The blood pressure cuff deflates and she quickly writes down the numbers.

I shrug. “Same as usual.”

She sits down on the chair and slides in front of me. She pats my knee and gives me a sympathetic look. “I know this must be hard.”

I want to snap at her that no she doesn’t. Only other patients know how hard this and what it’s like, but I don’t stay that; instead, I nod.

“It’s not the easiest,” I supply, when she continues to stare at me waiting for an answer.

She nods. “No one your age should be in this place.”

“No one any age should be in this place,” I blurt.

I hate how because I’m young they act like I have more of a right to a transplant, to getting out of this place. Everyone deserves that but, sadly, many aren’t even eligible. It’s unfair in so many ways, but I understand why. There aren’t enough kidneys to go around, and a lot of people have other health issues that deem them ineligible for transplant.

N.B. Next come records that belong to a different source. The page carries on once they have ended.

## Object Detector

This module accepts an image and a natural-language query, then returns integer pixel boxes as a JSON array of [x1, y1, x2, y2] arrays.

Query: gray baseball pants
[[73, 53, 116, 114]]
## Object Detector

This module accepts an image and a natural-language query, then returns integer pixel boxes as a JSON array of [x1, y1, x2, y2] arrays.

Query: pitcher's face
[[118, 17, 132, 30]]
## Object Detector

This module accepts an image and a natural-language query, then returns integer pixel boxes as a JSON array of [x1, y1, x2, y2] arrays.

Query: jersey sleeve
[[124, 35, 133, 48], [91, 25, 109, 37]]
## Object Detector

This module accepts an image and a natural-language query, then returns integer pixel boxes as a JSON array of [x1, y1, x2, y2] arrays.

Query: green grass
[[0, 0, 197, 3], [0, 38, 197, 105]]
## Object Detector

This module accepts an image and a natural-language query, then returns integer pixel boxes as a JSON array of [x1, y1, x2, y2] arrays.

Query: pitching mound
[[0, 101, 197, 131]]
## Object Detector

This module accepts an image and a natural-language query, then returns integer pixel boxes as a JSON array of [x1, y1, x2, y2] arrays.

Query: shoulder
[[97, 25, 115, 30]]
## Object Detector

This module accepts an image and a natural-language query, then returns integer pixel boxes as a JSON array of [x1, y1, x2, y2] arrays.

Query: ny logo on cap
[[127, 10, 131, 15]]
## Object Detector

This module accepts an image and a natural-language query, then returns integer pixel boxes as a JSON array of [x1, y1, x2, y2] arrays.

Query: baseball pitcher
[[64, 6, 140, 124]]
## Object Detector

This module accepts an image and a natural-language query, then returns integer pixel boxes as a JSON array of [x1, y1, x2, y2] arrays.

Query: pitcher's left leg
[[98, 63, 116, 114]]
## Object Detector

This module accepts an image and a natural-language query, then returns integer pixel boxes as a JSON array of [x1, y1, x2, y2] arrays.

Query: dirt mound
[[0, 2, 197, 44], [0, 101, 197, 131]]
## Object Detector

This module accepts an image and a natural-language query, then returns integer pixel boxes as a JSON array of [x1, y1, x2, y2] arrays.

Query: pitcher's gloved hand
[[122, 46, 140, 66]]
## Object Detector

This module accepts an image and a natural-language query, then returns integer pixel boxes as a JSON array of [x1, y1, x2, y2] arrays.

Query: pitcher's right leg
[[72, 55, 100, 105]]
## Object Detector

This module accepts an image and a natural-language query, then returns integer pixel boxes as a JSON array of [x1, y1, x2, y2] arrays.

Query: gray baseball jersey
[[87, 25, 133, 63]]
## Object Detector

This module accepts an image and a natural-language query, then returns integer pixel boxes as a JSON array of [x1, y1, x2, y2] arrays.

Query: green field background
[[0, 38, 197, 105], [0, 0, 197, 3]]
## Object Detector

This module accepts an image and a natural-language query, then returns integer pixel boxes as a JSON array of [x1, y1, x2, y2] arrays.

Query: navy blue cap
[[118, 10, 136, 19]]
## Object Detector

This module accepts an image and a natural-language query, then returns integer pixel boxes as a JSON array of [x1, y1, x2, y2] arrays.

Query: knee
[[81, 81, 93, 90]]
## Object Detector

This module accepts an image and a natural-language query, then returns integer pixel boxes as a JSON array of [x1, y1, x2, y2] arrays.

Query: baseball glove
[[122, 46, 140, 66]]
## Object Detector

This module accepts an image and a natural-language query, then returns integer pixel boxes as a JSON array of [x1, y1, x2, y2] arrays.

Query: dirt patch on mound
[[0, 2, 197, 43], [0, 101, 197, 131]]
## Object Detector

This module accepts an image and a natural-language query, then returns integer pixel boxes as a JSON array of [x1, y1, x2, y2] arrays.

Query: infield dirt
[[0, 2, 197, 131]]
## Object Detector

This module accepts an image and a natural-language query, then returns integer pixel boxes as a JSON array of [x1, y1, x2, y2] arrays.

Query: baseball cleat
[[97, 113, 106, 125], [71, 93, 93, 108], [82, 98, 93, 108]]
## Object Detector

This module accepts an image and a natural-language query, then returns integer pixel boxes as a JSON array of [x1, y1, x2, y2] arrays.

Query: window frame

Once upon a time, there wasn’t even enough dialysis for everyone. A committee would pick from the people who needed it, choosing who they thought would benefit society the most and, in the end, deciding the others would have to die.

How would you like having your fate left up to someone else? To decide whether you were a benefit?

It makes me sick to my stomach to think about it, but at least things are different now.

President Nixon made it a law that anyone with chronic end-stage kidney disease—or renal disease, depending on who you’re speaking to—made you eligible for Medicare.

That’s right, I’m seventeen and on Medicare.

I can’t complain; it keeps my parents from having to pay for my dialysis, which without insurance can cost anywhere from six to eight thousand dollars.